Video captioning is crucial for making content accessible and understandable across different languages.
By combining transcription, translation, and the creation of subtitle files (SRT), you can offer a smooth experience for users to consume video content.
In this guide, I'll show you how to create a strong video captioning and translating tool using Python and Streamlit.
We'll go through the process step-by-step, write the code, and understand each implementation part.
The result will be a functional web app where users can upload a video and automatically get captions in multiple languages.
Introduction to Video Captioning and Translating
Adding captions to videos helps make them more accessible for people who are deaf or hard of hearing.
It also helps non-native speakers understand the content better.
Translating these captions into multiple languages can make your video content reach a global audience.

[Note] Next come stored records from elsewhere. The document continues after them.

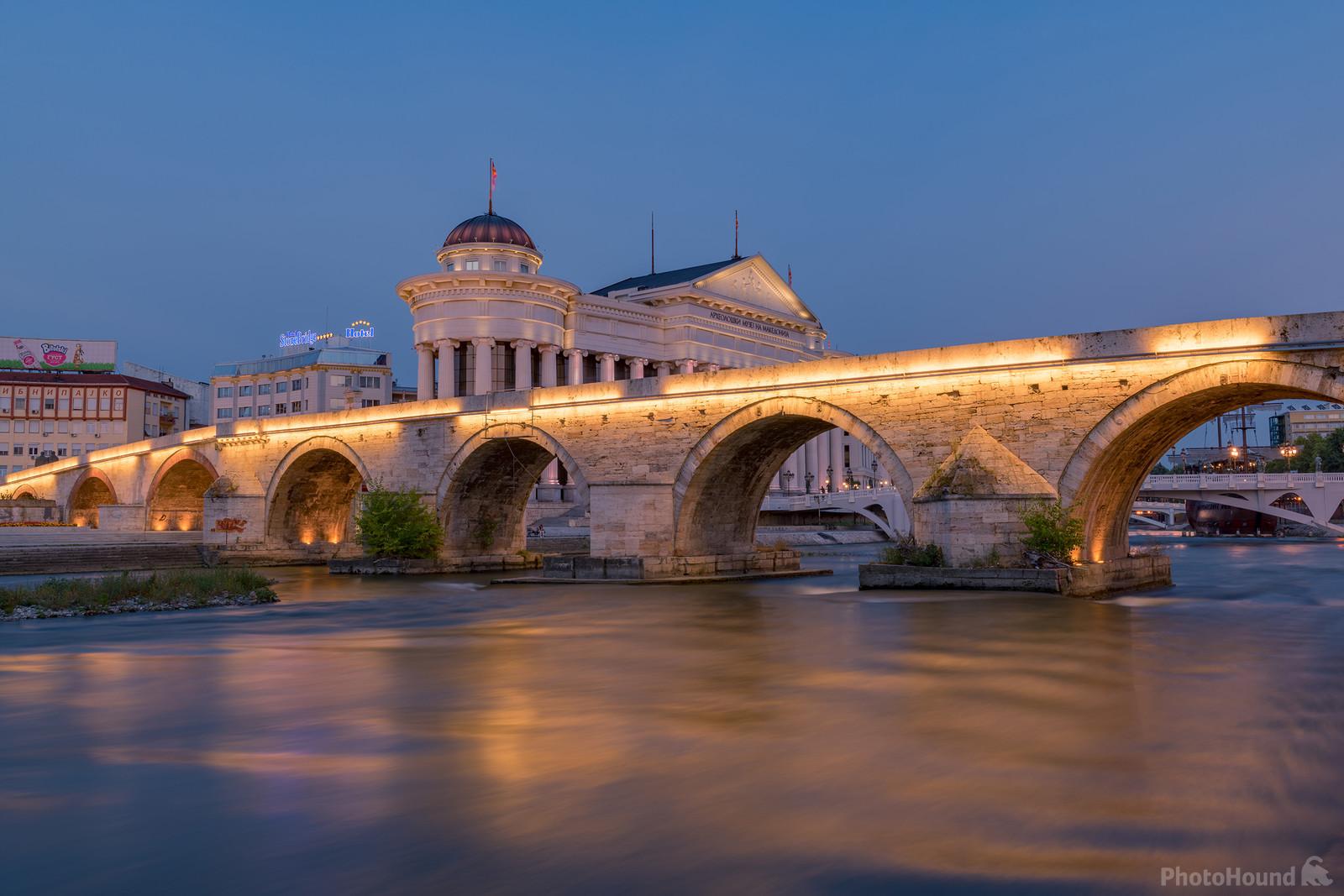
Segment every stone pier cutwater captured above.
[4,312,1344,590]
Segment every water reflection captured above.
[0,542,1344,893]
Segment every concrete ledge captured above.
[491,569,833,584]
[542,551,801,582]
[858,553,1172,598]
[327,553,542,575]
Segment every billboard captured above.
[0,336,117,374]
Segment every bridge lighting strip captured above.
[4,338,1344,485]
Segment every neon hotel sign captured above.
[280,320,374,348]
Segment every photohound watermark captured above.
[1161,856,1335,887]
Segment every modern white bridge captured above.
[761,486,910,538]
[1140,473,1344,535]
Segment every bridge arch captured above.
[674,395,914,556]
[435,423,587,556]
[66,466,121,529]
[1059,359,1344,560]
[145,448,219,532]
[266,435,371,547]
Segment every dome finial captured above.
[486,159,499,215]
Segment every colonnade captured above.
[415,336,736,401]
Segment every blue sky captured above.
[0,3,1344,380]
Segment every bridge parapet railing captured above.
[1142,473,1344,491]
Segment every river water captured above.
[0,540,1344,894]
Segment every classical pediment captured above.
[692,255,820,325]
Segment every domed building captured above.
[396,204,892,502]
[396,207,827,399]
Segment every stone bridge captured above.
[4,312,1344,575]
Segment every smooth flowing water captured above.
[0,540,1344,894]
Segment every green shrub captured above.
[878,537,948,567]
[354,484,444,560]
[1021,500,1084,562]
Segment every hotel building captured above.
[210,346,392,423]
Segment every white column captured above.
[536,345,560,386]
[817,432,836,491]
[472,336,495,395]
[802,438,825,491]
[781,448,802,495]
[564,348,587,385]
[513,338,536,390]
[434,338,457,398]
[415,343,434,401]
[827,427,844,488]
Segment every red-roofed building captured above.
[0,371,190,477]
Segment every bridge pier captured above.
[910,495,1040,567]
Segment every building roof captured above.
[211,347,387,378]
[589,258,742,296]
[0,371,191,398]
[444,215,536,253]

We’ll use several powerful libraries:
- Streamlit: For creating the web interface.
- MoviePy: To handle video and audio extraction.
- Faster Whisper: For speech-to-text transcription on the CPU.
- Translate: To handle language translations.
You can get the complete source code at: Get Source Code
Setting Up the Environment
Before you start coding, make sure your environment is properly set up.
Here are the steps you need to follow to get everything ready.
Install the Required Libraries
You'll need to install several Python libraries. These include streamlit, moviepy, faster-whisper, and translate. You can install these using pip.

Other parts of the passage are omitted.